Reputation: 1137
I am using openrefine to do some cleaning in my data-set. I am trying to apply a regex to a column in my dataset. That regex is returning multiple matching groups. I want to save those groups into different(respective) new columns. I can apply regex like this Edit column>Add column based on column
. After selecting Python / Jython
from the Language I am putting my Expression
as shown below:
import re
regex = r"custom_regex"
value = re.findall(regex, value)
# Check if anything matched with the regex and if so return the first match:
if len(value)>0:
return value[0]
# In order to get the groups: return value[0][0], or value[0][1], or value[0][2] etc.
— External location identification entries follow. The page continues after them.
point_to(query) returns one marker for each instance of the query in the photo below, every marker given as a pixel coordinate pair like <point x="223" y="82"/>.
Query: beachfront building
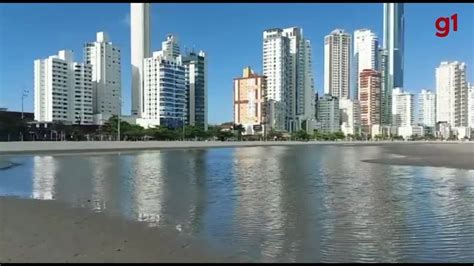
<point x="471" y="106"/>
<point x="452" y="94"/>
<point x="140" y="49"/>
<point x="427" y="108"/>
<point x="104" y="57"/>
<point x="195" y="65"/>
<point x="369" y="99"/>
<point x="392" y="55"/>
<point x="164" y="96"/>
<point x="249" y="102"/>
<point x="365" y="55"/>
<point x="63" y="90"/>
<point x="337" y="46"/>
<point x="403" y="107"/>
<point x="287" y="66"/>
<point x="328" y="114"/>
<point x="350" y="116"/>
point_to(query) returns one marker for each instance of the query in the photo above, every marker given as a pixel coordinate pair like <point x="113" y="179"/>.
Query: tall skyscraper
<point x="427" y="108"/>
<point x="369" y="99"/>
<point x="164" y="89"/>
<point x="276" y="64"/>
<point x="365" y="55"/>
<point x="350" y="116"/>
<point x="385" y="94"/>
<point x="287" y="65"/>
<point x="471" y="106"/>
<point x="249" y="101"/>
<point x="83" y="94"/>
<point x="403" y="108"/>
<point x="393" y="46"/>
<point x="329" y="114"/>
<point x="63" y="89"/>
<point x="140" y="49"/>
<point x="452" y="94"/>
<point x="337" y="46"/>
<point x="106" y="77"/>
<point x="196" y="83"/>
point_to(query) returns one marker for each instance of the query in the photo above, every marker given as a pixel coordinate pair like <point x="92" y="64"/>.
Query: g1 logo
<point x="442" y="25"/>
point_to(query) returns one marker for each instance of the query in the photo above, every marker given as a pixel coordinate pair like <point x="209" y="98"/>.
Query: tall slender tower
<point x="393" y="44"/>
<point x="365" y="55"/>
<point x="337" y="46"/>
<point x="140" y="48"/>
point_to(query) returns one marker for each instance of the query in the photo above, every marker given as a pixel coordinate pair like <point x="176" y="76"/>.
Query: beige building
<point x="369" y="98"/>
<point x="249" y="102"/>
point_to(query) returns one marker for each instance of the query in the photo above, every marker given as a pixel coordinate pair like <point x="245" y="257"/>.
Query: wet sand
<point x="50" y="231"/>
<point x="104" y="146"/>
<point x="451" y="155"/>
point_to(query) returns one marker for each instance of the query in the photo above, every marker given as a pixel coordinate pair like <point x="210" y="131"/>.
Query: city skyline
<point x="220" y="86"/>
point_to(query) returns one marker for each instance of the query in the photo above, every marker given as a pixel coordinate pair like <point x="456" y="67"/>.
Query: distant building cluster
<point x="364" y="92"/>
<point x="378" y="104"/>
<point x="168" y="88"/>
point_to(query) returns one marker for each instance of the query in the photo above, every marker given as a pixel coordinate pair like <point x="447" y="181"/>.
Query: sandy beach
<point x="98" y="146"/>
<point x="452" y="155"/>
<point x="50" y="231"/>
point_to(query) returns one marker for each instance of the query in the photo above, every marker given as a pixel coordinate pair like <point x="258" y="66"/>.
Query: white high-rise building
<point x="471" y="107"/>
<point x="452" y="94"/>
<point x="337" y="47"/>
<point x="287" y="64"/>
<point x="106" y="76"/>
<point x="365" y="54"/>
<point x="196" y="84"/>
<point x="276" y="62"/>
<point x="83" y="96"/>
<point x="63" y="89"/>
<point x="350" y="116"/>
<point x="427" y="108"/>
<point x="140" y="49"/>
<point x="403" y="107"/>
<point x="165" y="90"/>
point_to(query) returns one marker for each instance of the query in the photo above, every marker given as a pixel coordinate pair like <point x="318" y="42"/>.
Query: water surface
<point x="315" y="203"/>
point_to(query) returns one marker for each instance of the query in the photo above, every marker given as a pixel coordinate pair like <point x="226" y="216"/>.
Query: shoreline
<point x="51" y="231"/>
<point x="31" y="147"/>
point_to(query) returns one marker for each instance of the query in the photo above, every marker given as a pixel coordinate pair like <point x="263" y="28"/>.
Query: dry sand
<point x="451" y="155"/>
<point x="50" y="231"/>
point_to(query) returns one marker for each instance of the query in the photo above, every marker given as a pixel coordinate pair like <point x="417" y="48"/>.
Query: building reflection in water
<point x="260" y="212"/>
<point x="148" y="186"/>
<point x="44" y="177"/>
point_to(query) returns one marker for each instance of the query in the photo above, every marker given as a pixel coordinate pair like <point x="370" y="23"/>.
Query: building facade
<point x="105" y="59"/>
<point x="276" y="65"/>
<point x="403" y="108"/>
<point x="337" y="47"/>
<point x="140" y="49"/>
<point x="249" y="102"/>
<point x="328" y="114"/>
<point x="287" y="64"/>
<point x="165" y="91"/>
<point x="350" y="116"/>
<point x="369" y="99"/>
<point x="83" y="94"/>
<point x="427" y="108"/>
<point x="365" y="55"/>
<point x="393" y="42"/>
<point x="196" y="88"/>
<point x="471" y="107"/>
<point x="452" y="94"/>
<point x="63" y="89"/>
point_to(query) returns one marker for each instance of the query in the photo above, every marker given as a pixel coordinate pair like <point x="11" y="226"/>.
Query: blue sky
<point x="230" y="34"/>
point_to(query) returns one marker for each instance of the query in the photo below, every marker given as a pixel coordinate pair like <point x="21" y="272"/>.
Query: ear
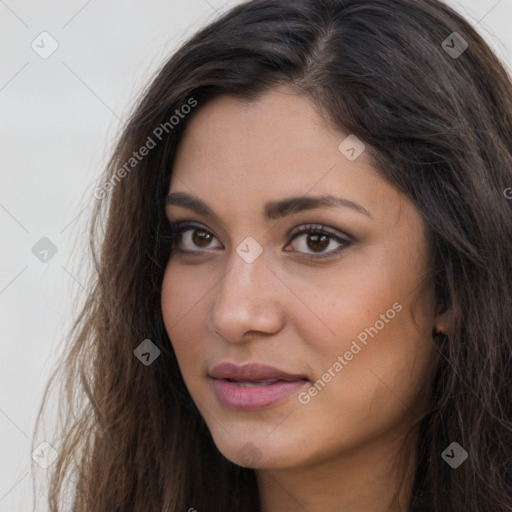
<point x="442" y="320"/>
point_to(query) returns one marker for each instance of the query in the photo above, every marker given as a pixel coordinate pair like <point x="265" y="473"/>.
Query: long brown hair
<point x="437" y="119"/>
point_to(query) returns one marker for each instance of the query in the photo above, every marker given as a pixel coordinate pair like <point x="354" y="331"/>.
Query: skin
<point x="339" y="451"/>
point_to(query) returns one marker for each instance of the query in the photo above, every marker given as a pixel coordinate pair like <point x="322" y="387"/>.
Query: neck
<point x="371" y="478"/>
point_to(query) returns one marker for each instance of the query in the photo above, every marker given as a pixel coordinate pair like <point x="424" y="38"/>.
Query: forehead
<point x="244" y="153"/>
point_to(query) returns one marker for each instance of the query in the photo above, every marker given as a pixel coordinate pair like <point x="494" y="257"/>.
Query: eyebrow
<point x="273" y="209"/>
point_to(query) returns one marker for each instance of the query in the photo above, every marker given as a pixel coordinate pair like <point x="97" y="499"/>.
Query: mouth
<point x="253" y="386"/>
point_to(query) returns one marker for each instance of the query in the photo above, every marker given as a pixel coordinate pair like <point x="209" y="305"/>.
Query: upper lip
<point x="251" y="372"/>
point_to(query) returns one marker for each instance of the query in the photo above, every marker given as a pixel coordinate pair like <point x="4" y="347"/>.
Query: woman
<point x="303" y="294"/>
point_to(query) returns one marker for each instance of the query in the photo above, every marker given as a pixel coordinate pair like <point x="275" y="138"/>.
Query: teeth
<point x="253" y="383"/>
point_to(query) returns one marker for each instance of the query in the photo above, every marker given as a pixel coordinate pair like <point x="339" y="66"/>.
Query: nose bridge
<point x="245" y="298"/>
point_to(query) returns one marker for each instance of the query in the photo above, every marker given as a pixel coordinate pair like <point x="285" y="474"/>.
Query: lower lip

# If there is no match, return value (empty list)
else:
value = "No Match" #If you want it to return a message instead of empty list
return value
But with this method, I can create only one column at a time. Is there a way to create columns as much as the regex matching groups?
Upvotes: 0
Views: 567
Reputation: 2830
You cannot directly create more than one new column with OpenRefine. However, you can simplify your script by using Grel instead of Python:
if(value.find(/YOUR REGEX/) > 0, value.find(/YOUR REGEX/).join(|), "No match")
The .find()
method in Grel (OpenRefine version >= 3) is pretty similar to re.findall()
in Python.
Store the result in a new column, then use "Edit column/split into several columns" with a pipe (|) as separator to produce as many new columns as you have groups.
The Jython equivalent is probably something like this:
value = "1995 is a year"
Code
import re
regex = r"(\d+).+?(year)"
match = re.findall(regex, value)
if match:
return "|".join(value[0])
else:
return "No Match"
Result
1995|year
Upvotes: 1